Lambda Architecture (batch + real-time):

                   ┌──── Batch Layer (Hadoop/Spark) ──── Batch View ───┐
                   │      (exact counts, hourly)                        │
Raw Events ───────┤                                                     ├─→ Serving Layer → API
                   │                                                     │
                   └──── Speed Layer (Flink/custom) ──── Real-time View┘
                          (approximate, real-time)

How it works:
  1. Speed layer: CMS + heap, approximate, updates in seconds
  2. Batch layer: MapReduce exact count every hour
  3. Serving layer: merge batch (accurate but stale) + speed (approximate but fresh)
  4. When batch catches up, speed layer results for that period are discarded

Pros: Exact counts eventually, real-time approximation in between
Cons: Two separate codepaths (batch + stream), operational complexity, data reconciliation

Kappa Architecture (stream only):

Raw Events → Kafka → Stream Processor → Views → API
                ↑
                └── Replay from offset 0 to recompute

How it works:
  1. Single stream processor handles all counting
  2. If logic changes or corruption occurs: replay Kafka from the beginning
  3. Build new view in parallel, swap atomically

Pros: Single codebase, simpler operations, Kafka is the source of truth
Cons: Replay can be slow for large windows (24hr = 2.6B events to reprocess)

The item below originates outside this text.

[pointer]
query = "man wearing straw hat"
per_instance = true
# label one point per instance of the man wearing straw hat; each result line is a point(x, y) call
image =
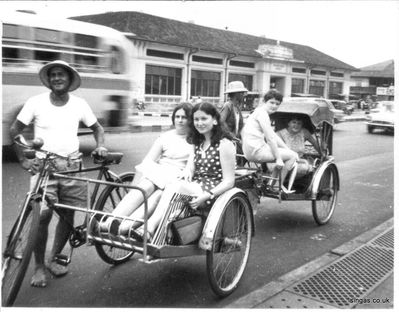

Recommendation for this system:

Kappa architecture with tiered accuracy:
  - 1-minute window: pure streaming (CMS + heap), approximate
  - 1-hour window: streaming with sub-minute buckets, approximate
  - 24-hour window: streaming for real-time + periodic batch correction (every hour)
    The batch job runs exact GROUP BY article_id, COUNT(*) on the last 24 hours
    and replaces the approximate counts

This hybrid gives:
  - Real-time freshness for all windows
  - Exact 24-hour counts (corrected hourly)
  - Single streaming codebase + one simple batch job

7. Extensions (2 min)

  • Weighted sharing: Not all shares are equal. A share by a user with 1M followers is more impactful than a share by a user with 10 followers. Weight share events by the sharer’s follower count or engagement rate.
  • Spam/bot detection: Filter out bot-generated share events before counting. Use rate limiting per user, anomaly detection on share velocity (article going from 0 to 10K shares in 1 minute with no corresponding view increase), and CAPTCHAs on share actions.
  • Personalized trending: Instead of global top-K, compute per-user or per-region top-K. Use the user’s interest graph (followed categories, past reading history) to re-rank the global top-K. Two-stage: global candidate generation + personalized re-ranking.
  • Historical trends: Store top-K snapshots every hour for historical analysis. “What was trending last Tuesday at 3pm?” Enables trend-over-time visualizations and retrospective analysis for editorial teams.
  • Real-time notifications: When an article enters the top-K for the first time, push a notification to subscribed editorial dashboards and content recommendation pipelines. Use a change-detection layer that compares consecutive top-K snapshots.